Support for my view is found in both Sullivan v. Little Hunting Park, 396 U.S. 229, 90 S.Ct. 400, 24 L.Ed.2d 386 (1969), and Moor v. County of Alameda, 411 U.S. 693, 93 S.Ct. 1785, 36 L.Ed.2d 596 (1973). In Sullivan where the pertinent issue was the measure of damages to be applied for a violation of § 1982, the Court relied on § 1988 to authorize resort to the state rule which appeared best to serve the policies expressed in the federal statutes. What impresses me is the clear implication in both the majority and dissenting opinions that the sole effect of § 1988 is to provide a remedy for violation of the Civil Rights Acts.
Moor is even more specific on the point. There the question was whether state law could be invoked under § 1988 to render a municipality liable for its violation of § 1983, notwithstanding that, under federal law, a municipality had been held not to be a “person” amenable to suit under § 1983. The Court held that it could not, but significantly it rested its view not primarily or solely on the language of § 1988 which made inapplicable “inconsistent” state rules, but on the ground that § 1988 “was [not] meant to authorize the wholesale importation into federal law of state causes of action — not even one purportedly designed for the protection of federal civil rights.” (Footnote omitted.) 411 U.S. at 703-04, 93 S.Ct. at 1793.
I recognize that Moor was concerned with the application of state law to expand the scope of one of the Civil Rights Acts, while in the instant case we are concerned with the use of federal law to give an expanded meaning to § 1981. But I see no ground for distinction in determining the purpose and effect of § 1988, and I therefore read Moor to hold that § 1988 does not incorporate into and expand § 1981 by the provisions of Title VII, with or without their judicial gloss.
In summary, my reason for denying plaintiffs’ recovery under § 1981 is that the only causes of action which plaintiffs have under § 1981 are time-barred.
. Section 2000e -2(a)(2) also proscribes the limitation, segregation or classification of employees or applicants for employment in any way which would deprive or tend to deprive them of *476employment opportunities or adversely affect their status as employees because of their race.
. Chance v.

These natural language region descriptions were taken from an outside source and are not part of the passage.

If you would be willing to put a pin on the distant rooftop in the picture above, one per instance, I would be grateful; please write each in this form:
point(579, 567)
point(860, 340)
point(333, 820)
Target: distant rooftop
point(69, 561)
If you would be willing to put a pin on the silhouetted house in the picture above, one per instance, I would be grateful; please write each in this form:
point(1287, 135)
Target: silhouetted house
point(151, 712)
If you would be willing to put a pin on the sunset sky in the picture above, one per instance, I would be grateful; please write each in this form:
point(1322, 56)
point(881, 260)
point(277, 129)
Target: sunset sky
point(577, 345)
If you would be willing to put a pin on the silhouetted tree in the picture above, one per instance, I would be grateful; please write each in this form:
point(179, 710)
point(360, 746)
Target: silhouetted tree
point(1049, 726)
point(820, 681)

Board of Examiners, 534 F.2d 993, 998 (2 Cir.), cert. denied, 431 U.S. 965, 97 S.Ct. 2920, 53 L.Ed.2d 1060 (1977), and Waters v. Wisconsin Steel Works, 502 F.2d 1309, 1320 n.4 (7 Cir. 1974), cert. denied, 425 U.S. 997, 96 S.Ct. 2214, 48 L.Ed.2d 823 (1976), reach the same result, Chance by the theory that § 703(h) was an implied repeal of § 1981. Waters is more difficult to fathom because the court did not discuss the issue other than to remark that “[h]aving passed scrutiny under the substantive requirements of Title VII, the employment seniority system [utilized by Wisconsin Steel] is not violative of 42 U.S.C. § 1981.” I disagree with the rationale of Chance and also with that of Waters if Waters ’ rationale is that of implied repeal. If the majority’s citation of these cases is intended to constitute implied approval of their theory of implied repeal, I disassociate myself from this view. Because Johnson v. Railway Express Agency, Inc., 421 U.S. 454, 457-61, 95 S.Ct. 1716, 44 L.Ed.2d 295 (1975), made plain that § 1981 and Title VII were intended to be supplementary and not mutually exclusive, I think that neither can be an implied repeal of the other.